4.7. If the consumer changes his or her mind about a purchase above the value of £35, the consumer has seven calendar days to cancel the contract (the “cooling-off” period). However, under the new EU Consumer Rights Directive, which must be implemented in the UK by the end of 2013, the cooling-off period will be extended to 14 days.
4.8. A Green Deal Provider must advise the consumer in writing that the consumer can cancel the contract – this information must usually be set out in the contract and should be legible and have equal prominence to any other part of the agreement. If the consumer is not given this information in writing the Green Deal Provider can’t hold the consumer to anything in the contract. The Green Deal Provider may also be guilty of a criminal offence, and may be investigated by the relevant local authority Trading Standards Service.
4.9. The consumer can decide to have work done, or to receive goods, within the 7 day cooling-off period, if it gives its agreement in writing. This would need to be a notice that is signed by the individual consumer and provided to the Green Deal Provider.
4.10. It remains to be seen how Green Deal Providers will operate their sales practices under the Green Deal but if other business models within the energy sector are to be followed (for example the provision of solar panels to households), then it is likely that the Doorstep Regulations will be relevant.
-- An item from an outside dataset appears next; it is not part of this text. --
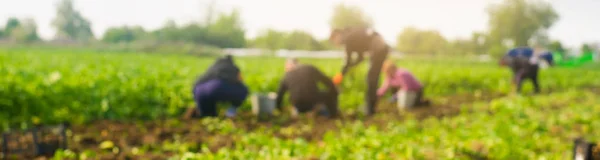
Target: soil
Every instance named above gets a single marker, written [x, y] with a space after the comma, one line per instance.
[126, 137]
It is therefore important that Green Deal Providers are aware of the Doorstep Selling Regulations at an early stage so that they can structure their sales and marketing processes to allow for the cooling off period, for example, by correctly wording their contracts and by considering whether any installation services will start before the cooling off period has ended.
- Sale of Goods and Services
5.1. The Sale of Goods Act 1979 (SOGA) and the Supply of Goods and Services Act 1982 (SOGSA) imply identical provisions which apply to goods sold to consumers and services sold at the same time. It is likely that under a typical Green Deal Plan the Green Deal Providers simultaneously will be providing goods and services.
5.2. The implied terms under SOGA and SOGSA means that products provided to consumers must comply with the following:
5.3. They must comply with any descriptions provided.
5.4. They must be fit for purpose.
5.5. They must be of satisfactory quality.Services must be carried out with reasonable care and skill.
5.6. The four requirements above are known as the Implied Warranties and there is a prohibition under the Unfair Contract Terms Act 1977 on a business attempting to exclude or limit the Implied Warranties in its contracts with consumers. Any limits or exclusions will be unenforceable and may in addition constitute a criminal offence of misleading a consumer as to his or her rights under recent trading standards laws.
5.7. Two important consequences of the Implied Terms are that:
5.8. The Green Deal Provider must take care that its terms and conditions of sale that are used with consumers and any sales materials used comply with the law and do not attempt to limit or exclude the implied terms.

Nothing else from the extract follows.